2024 Cook Out Southern 500
- The commemorative logo for the event.
- Date: September 1, 2024
- Location: Darlington Raceway in Darlington, South Carolina
- Course: Permanent racing facility
- Course length: 1.366 miles (2.198 km)
- Distance: 367 laps, 501.322 mi (806.666 km)
- Average speed: 127.800 miles per hour (205.674 km/h)

Pole position
- Driver: Bubba Wallace; / 23XI Racing
- Time: 29.421

Most laps led
- Driver: Kyle Larson / Hendrick Motorsports
- Laps: 263

Winner
- No. 14: Chase Briscoe / Stewart-Haas Racing

Television in the United States
- Network: USA
- Announcers: Leigh Diffey, Jeff Burton and Steve Letarte

Radio in the United States
- Radio: MRN
- Booth announcers: Alex Hayden, Jeff Striegle and Todd Gordon
- Turn announcers: Dave Moody (1–2) and Mike Bagley (3–4)

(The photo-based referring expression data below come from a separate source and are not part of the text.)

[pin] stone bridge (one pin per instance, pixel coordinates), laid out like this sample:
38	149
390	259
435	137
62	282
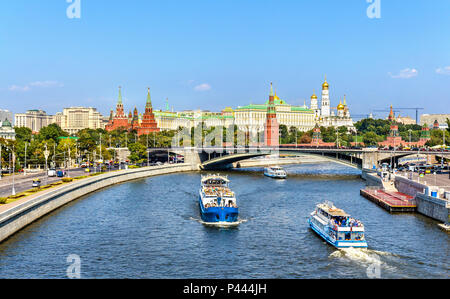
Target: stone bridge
215	157
223	157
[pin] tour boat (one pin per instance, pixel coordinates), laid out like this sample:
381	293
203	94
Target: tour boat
275	172
337	227
216	200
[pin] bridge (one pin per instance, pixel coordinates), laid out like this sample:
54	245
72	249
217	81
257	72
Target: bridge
222	157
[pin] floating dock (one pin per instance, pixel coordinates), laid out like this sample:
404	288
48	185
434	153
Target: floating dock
392	201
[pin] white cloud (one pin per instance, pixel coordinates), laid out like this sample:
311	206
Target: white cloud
202	87
40	84
46	84
405	74
443	70
19	88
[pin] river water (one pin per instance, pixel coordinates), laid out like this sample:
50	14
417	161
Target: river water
151	228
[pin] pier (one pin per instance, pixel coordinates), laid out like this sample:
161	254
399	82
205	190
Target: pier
389	200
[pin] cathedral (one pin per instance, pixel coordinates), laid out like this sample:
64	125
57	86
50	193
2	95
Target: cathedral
325	115
131	122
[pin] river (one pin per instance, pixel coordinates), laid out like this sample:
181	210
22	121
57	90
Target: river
151	228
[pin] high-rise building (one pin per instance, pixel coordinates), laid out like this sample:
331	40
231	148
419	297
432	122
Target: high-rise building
6	130
6	115
75	119
33	119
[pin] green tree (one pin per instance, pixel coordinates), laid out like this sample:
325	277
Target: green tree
138	152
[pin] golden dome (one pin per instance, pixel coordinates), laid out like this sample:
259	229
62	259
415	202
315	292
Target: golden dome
325	84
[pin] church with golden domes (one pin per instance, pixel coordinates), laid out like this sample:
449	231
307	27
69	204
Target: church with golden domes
328	116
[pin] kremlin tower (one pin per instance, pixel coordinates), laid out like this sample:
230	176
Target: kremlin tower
131	122
325	99
120	120
271	127
148	124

= 2024 Cook Out Southern 500 =

The 2024 Cook Out Southern 500, the 75th running of the event, was a NASCAR Cup Series race held on September 1, 2024, at Darlington Raceway in Darlington, South Carolina on the 1.366 mi speedway, it was the 26th race of the 2024 NASCAR Cup Series season, last race of the regular season, and the final Crown Jewel of the year. Chase Briscoe won the race, his first win since the 2022 Ruoff Mortgage 500. Kyle Busch finished 2nd, and Christopher Bell finished 3rd. Kyle Larson and Ross Chastain rounded out the top five, and Chris Buescher, Denny Hamlin, Joey Logano, Corey LaJoie, and Tyler Reddick rounded out the top ten.

This was Stewart–Haas Racing's final win in the Cup Series before shutting down after the season.

==Report==

===Background===

Darlington Raceway, where the race was held.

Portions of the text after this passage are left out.